“I love your shirt,” the young man behind the counter says when I walk through the door.
I look down to see what I’m wearing. It’s my Beatle shirt. “It’s Webber Wear. A friend of mine, Kenny Webber painted it,” I say.
“You’re lucky,” the young man says. “Does he do canvases?”
He waves his hand in the air. “I would love a wall done just like that with the same colours.”
And I think: Wow, he’s talking to me as if I’m a young hip-chick. “That would be sooo cool,” I say, trying to sound groovy.
As I turn to leave he raises a fist in the air and says, “Wear that shirt proud.”
I head down the sidewalk, with a bounce in my step, coffee cup in hand, feeling young and, as we would say, nifty. In the store two doors down I pick up two cushions and take them to the counter.

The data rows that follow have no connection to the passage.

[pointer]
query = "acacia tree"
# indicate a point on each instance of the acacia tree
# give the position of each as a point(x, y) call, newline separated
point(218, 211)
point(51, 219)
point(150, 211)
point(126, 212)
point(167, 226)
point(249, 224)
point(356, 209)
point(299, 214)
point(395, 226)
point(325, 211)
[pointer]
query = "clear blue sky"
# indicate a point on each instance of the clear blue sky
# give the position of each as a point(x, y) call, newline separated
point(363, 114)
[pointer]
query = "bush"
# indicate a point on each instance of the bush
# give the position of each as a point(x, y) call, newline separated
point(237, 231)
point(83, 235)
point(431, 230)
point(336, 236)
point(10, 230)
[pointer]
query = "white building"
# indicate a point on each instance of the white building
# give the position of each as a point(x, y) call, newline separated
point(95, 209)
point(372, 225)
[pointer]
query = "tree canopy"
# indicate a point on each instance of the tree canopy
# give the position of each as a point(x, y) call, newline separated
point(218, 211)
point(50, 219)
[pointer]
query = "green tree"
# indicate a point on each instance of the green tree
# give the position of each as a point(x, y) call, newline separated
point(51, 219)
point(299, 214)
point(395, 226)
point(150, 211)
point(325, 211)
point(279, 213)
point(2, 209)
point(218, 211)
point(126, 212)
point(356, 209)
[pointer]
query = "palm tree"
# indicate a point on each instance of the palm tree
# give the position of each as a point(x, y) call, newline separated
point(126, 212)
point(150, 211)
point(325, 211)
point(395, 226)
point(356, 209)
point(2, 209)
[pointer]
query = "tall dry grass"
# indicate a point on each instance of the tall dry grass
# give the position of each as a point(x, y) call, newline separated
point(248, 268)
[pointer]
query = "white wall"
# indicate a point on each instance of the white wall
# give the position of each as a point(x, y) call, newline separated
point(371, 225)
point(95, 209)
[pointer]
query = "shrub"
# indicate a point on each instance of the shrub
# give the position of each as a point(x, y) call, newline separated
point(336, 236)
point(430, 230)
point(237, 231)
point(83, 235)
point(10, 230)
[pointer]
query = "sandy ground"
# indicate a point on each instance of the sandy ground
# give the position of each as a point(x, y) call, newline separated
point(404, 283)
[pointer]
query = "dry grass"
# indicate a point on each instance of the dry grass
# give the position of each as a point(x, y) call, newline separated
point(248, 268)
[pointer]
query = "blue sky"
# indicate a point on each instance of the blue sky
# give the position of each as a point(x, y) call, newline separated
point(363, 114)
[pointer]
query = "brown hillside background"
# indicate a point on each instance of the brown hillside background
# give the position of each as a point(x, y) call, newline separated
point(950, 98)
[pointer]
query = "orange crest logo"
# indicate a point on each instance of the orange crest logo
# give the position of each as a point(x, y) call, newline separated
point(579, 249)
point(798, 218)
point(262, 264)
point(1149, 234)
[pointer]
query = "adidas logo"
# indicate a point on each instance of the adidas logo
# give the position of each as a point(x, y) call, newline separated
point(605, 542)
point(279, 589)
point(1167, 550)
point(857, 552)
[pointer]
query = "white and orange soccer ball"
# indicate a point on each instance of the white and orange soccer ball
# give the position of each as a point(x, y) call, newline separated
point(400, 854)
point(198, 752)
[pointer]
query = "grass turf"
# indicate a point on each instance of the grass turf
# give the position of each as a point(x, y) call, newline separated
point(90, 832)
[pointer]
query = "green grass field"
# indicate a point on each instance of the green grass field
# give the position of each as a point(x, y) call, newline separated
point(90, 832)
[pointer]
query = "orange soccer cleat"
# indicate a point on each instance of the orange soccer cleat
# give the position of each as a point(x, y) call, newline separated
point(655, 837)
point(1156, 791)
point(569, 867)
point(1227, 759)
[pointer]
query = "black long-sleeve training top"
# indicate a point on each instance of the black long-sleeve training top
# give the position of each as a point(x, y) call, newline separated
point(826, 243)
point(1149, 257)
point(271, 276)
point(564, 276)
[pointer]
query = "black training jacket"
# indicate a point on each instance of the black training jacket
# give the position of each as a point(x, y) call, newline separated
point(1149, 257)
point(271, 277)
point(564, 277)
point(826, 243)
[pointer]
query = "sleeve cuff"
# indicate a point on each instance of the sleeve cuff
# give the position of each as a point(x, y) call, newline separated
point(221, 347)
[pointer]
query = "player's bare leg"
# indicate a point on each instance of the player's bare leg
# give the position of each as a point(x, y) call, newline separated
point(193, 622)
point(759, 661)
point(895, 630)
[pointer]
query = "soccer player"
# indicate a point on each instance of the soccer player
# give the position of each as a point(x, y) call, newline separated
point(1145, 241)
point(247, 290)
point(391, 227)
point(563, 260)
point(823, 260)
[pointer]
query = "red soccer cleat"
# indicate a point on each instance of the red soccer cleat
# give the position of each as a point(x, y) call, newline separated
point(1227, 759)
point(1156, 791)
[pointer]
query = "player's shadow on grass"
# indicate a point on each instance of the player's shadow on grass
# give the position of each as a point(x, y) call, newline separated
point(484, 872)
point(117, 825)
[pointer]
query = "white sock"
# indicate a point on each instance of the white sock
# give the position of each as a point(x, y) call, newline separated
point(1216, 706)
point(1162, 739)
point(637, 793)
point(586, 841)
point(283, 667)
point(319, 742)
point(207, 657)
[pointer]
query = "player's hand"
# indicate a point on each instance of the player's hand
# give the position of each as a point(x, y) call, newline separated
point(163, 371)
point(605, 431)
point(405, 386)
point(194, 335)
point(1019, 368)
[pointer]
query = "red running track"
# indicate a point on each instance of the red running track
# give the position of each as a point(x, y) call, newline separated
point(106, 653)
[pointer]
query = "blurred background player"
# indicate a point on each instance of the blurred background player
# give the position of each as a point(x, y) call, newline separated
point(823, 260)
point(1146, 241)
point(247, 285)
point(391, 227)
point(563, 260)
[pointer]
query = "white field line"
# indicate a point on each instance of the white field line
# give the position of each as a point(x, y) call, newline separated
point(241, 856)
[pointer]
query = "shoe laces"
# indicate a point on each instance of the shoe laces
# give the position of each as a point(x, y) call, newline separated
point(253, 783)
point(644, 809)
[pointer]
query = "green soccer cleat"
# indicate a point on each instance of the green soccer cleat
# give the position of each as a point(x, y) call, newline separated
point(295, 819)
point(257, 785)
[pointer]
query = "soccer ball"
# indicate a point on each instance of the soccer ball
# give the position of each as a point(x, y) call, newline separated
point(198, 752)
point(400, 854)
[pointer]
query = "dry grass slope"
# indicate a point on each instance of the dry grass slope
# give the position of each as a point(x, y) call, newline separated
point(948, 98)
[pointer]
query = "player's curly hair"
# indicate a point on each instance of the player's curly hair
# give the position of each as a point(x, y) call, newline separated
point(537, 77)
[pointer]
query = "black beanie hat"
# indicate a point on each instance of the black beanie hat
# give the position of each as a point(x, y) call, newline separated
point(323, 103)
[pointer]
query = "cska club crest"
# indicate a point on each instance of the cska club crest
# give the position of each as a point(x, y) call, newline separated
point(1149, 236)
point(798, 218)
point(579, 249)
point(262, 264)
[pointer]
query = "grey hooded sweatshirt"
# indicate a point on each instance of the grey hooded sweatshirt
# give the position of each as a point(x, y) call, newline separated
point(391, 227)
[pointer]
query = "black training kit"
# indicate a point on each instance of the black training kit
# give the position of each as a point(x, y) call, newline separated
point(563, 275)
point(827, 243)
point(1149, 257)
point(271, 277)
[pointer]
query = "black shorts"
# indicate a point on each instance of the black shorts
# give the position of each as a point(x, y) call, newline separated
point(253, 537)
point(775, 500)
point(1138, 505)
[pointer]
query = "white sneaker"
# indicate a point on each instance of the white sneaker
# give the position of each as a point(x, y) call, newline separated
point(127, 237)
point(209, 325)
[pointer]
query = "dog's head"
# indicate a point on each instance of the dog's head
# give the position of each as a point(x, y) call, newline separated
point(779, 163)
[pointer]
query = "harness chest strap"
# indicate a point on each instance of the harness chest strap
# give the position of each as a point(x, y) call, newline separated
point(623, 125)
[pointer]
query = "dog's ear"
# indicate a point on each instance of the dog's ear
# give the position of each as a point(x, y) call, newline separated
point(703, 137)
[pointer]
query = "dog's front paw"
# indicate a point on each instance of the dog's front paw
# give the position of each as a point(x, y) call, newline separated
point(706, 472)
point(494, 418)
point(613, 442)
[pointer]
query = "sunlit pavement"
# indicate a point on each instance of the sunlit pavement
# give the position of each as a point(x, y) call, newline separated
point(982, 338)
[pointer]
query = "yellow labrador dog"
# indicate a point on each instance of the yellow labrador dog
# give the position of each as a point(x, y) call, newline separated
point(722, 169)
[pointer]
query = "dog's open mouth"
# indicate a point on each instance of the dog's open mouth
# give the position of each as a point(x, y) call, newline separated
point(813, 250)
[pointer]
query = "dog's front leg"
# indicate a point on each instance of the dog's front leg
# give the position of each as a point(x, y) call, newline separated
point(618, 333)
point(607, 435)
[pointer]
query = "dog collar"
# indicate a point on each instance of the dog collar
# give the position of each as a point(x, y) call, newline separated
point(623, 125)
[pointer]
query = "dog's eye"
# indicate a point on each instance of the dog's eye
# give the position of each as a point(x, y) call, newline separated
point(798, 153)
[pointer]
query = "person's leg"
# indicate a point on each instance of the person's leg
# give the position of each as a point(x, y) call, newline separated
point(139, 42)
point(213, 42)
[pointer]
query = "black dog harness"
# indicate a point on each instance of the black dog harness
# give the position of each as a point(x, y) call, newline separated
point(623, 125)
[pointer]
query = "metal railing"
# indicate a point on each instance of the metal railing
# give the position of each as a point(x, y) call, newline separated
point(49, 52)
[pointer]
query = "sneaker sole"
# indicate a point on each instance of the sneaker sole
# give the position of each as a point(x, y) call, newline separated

The sales woman whispers, “are you a lady of a certain…”
And I think: Is she asking me if I’m a lady of ill repute? Who asks that kind of question? And do they still have ladies of ill repute? “Sorry, I don’t think I heard your question correctly,” I say.
“Are you a lady of a certain age?” She almost mouths the words making it difficult to hear. “We have to be careful how we ask the ladies if they’re a senior. For the senior discount, you know.”
And I think: A few minutes ago I was young and cool having a conversation with a millennium about art. Now I’m a lady of a certain age? How did that happen? “What’s the discount?” I ask.
She raises her eyebrows and smiles. “Seniors get a twenty-percent discount.”
And I think: Do I tell the truth and take the discount? I mean twenty-percent is a lot. Or do I stick with the young hip-chick thing? The discount won.